QINCE the 1930s an unresolved controversy among economists has centered around the connection between market power and fluctuations. After presenting some theoretical arguments relating to this controversy and briefly examining a few previous studies, this paper will address the empirical question of the link between market structure and the stability of employment. By controlling for differences in worker characteristics, the effects of industry variables on instability will be revealed. A few secondary, yet interesting, aspects of this study deserve mention at this point. Data on individual workers, from the University of Michigan's Panel Study of Income Dynamics, will be combined with industry data. Not only will these individual data control for worker differences across industries; they will also permit an examination of the importance of personal characteristics in determining patterns of employment.

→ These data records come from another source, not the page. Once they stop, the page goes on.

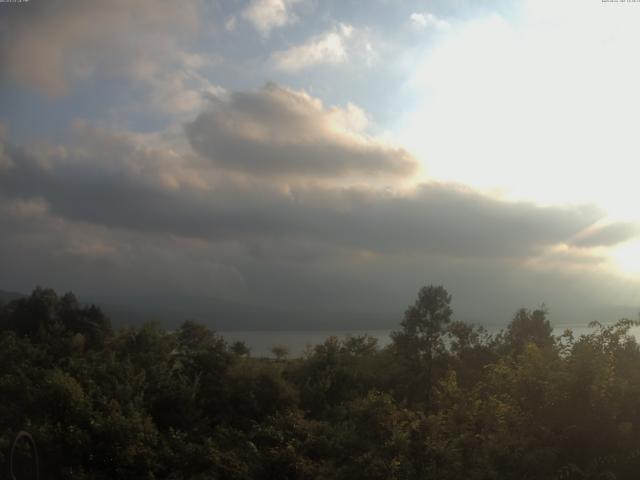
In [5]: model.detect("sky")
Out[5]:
[0,0,640,330]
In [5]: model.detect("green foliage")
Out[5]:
[0,287,640,480]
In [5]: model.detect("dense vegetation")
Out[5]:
[0,287,640,480]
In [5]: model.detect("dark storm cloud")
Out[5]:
[186,84,417,177]
[0,125,600,257]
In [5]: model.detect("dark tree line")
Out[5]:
[0,286,640,480]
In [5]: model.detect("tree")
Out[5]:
[391,285,453,405]
[505,305,553,353]
[271,345,289,362]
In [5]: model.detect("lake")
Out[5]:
[219,323,640,357]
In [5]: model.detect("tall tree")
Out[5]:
[391,285,453,405]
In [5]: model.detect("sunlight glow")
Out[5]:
[398,0,640,275]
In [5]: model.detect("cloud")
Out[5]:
[242,0,300,37]
[0,125,601,258]
[571,222,640,248]
[186,84,417,178]
[0,0,199,96]
[271,24,353,72]
[0,119,636,328]
[409,13,451,30]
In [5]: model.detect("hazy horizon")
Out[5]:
[0,0,640,330]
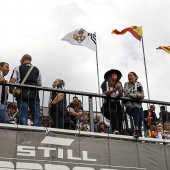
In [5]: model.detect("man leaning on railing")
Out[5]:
[0,62,10,123]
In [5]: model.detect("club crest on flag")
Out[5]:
[73,29,86,43]
[61,28,96,51]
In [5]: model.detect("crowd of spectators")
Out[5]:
[0,54,170,139]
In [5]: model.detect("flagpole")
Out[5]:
[95,32,101,108]
[142,36,150,100]
[95,33,100,94]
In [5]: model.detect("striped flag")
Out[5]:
[112,26,143,41]
[61,28,96,51]
[156,46,170,54]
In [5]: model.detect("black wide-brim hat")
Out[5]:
[104,69,122,80]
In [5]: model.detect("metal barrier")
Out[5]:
[1,83,170,143]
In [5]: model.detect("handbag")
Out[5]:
[13,65,34,98]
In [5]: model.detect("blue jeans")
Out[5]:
[17,99,41,126]
[126,106,143,130]
[0,104,10,123]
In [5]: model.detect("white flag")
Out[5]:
[61,28,96,51]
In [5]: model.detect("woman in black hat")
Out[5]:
[101,69,123,134]
[124,71,144,137]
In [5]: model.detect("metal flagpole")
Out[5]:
[95,32,101,108]
[142,36,150,100]
[95,33,100,94]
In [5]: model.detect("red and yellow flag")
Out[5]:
[156,46,170,54]
[112,26,143,41]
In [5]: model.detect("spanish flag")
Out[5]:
[112,26,143,41]
[156,46,170,54]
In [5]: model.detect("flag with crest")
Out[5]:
[61,28,96,51]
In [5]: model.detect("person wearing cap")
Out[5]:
[49,79,66,129]
[124,72,144,137]
[146,122,157,138]
[101,69,123,134]
[9,54,42,126]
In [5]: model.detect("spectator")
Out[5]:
[158,106,170,125]
[146,121,157,138]
[124,72,144,137]
[101,69,123,134]
[143,105,157,136]
[28,111,33,126]
[7,103,19,124]
[50,79,66,129]
[0,62,10,123]
[162,121,170,139]
[10,54,42,126]
[78,113,90,132]
[94,114,101,132]
[64,97,83,130]
[156,124,163,139]
[98,121,111,134]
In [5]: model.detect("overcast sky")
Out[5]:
[0,0,170,114]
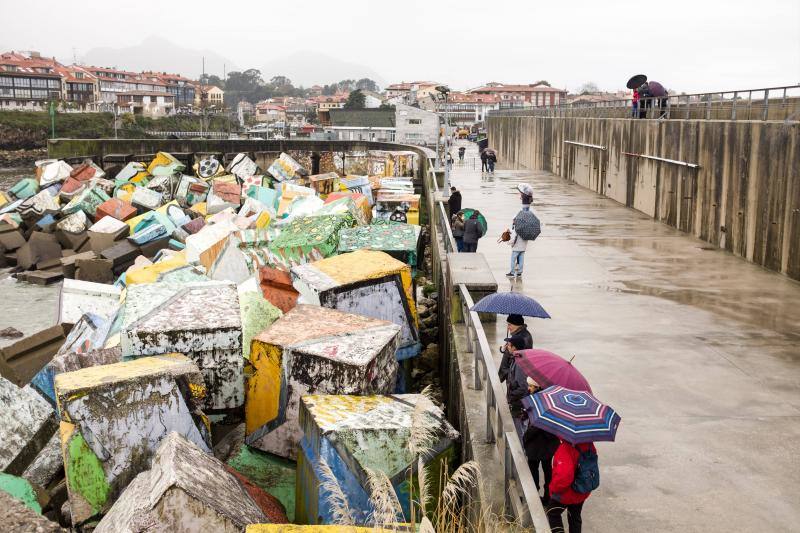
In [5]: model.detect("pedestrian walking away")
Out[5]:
[486,150,497,174]
[506,226,528,278]
[450,213,464,252]
[497,315,533,383]
[464,211,484,252]
[547,440,599,533]
[447,186,461,217]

Another aspect, to be discussed later, is the ambiguity in the meaning of employment instability, particularly on the micro level. Instead of arbitrarily picking one empirical measure, three alternative measures are proposed and used in the empirical work; this allows for a more complete analysis of the effects of both personal and industry variables on the individual's experience. Section II presents a discussion of possible theoretical links between market power and employment. A few previous empirical studies are described in section III. The empirical model used in this study will be described in section IV, including a description of the data sources and variable definitions. The results are presented in section V, and some concluding remarks are given in section VI.